Waking Windows Presents
"Gotta hand it to the Waking Windows team," writes Vedora bassist Caroline O'Connor. "Their annual WW fest in the spring is my favorite weekend of the year for music. And they bring some damn good shows to town year-round."
Caleb Elder, fiddler / Pappy Biondo, banjo player
"Caleb Elder for organizing this whole Sunday Bluegrass Brunch Scramble at the Skinny Pancake to bring bluegrass music back to Burlington," writes Danny Coane of the Starline Rhythm Boys. He adds, "Pappy Biondo of Cabinet, a newly recognized banjo talent (plus he also plays great guitar and mandolin) in the area since he moved up here from Pennsylvania. Cabinet may be 'alt-progressive,' but Pappy is well versed in real-deal, old-school bluegrass music."
Dan Munzing, Errands, Ryan Power
"Dan has flown off to the big city," writes Invisible Homes front man Sean Witters. "He deserves props on his way out. Having worked on very sonically detailed projects with Dan and as a fellow weird noise geek, I love his technical wizardry and musical intuition. He's played a vital role on the scene, from his work with Ryan Power to the majestic Dark Side of the Mountain shows. What will we do without Mr. Munzing?"

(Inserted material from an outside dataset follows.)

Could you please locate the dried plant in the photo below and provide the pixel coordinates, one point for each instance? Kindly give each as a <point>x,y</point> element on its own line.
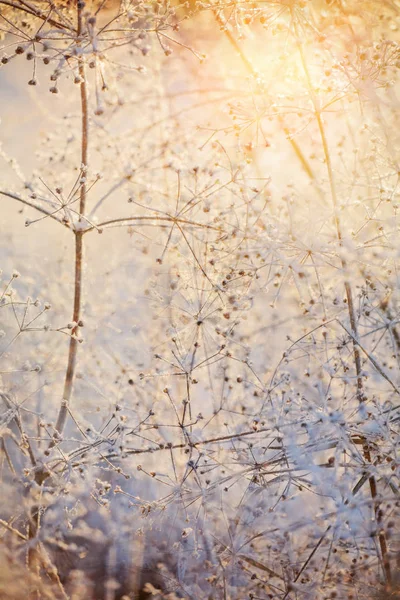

Jim Lockridge, Big Heavy World / Tyler Daniel Bean, musician
"Jim Lockridge, for everything he does with Big Heavy World and always opening up his home, basement and backyard for me to host punk basement shows and BBQs," writes Get Stoked! Records' Justin Gonyea. He adds, "Also, Tyler Daniel Bean for being a real-life dude. He's done a bunch of really positive things at 242 Main and behind the scenes that's really helped strengthen and grow the DIY all-ages scene in Burlington."
Chris Friday, Higher Ground
"He's the best," writes Waylon Speed drummer Justin Crowther of HG's production/tour manager. "Professional as all hell with a great sense of humor. Bands we meet that travel the country and beyond always ask us if we know him from HG."
Nick Mavodones, Waking Windows Presents
"Nick Mavodones is still the hardest-working person in the Burlington/Winooski music scene," writes Brian Nagle, aka Disco Phantom. "I don't think people realize and appreciate how much he does for this town. He has never stopped and always puts others first."
Joe Moore, saxophone player
"He is the personification of raw, soulful sax," writes soul singer Dave Keller. "And he is a humble, beautiful human being."
Bob Wagner, guitarist, Kat Wright & the Indomitable Soul Band
"Bob Wagner is the quiet, gentle force behind so many projects in town, but he's never in the center spotlight, which only enhances his hero status," writes Higher Ground's Alex Crothers. "He's an organizer, he's a professional, and he's immensely talented. I never worry when Bob's involved."
"People who go to shows early enough to catch the openers," writes Pours front man Bryan Parmelee. "Y'all are the real MVPs."
The original print version of this article was headlined "Did You Ever Know That You're My Hero?"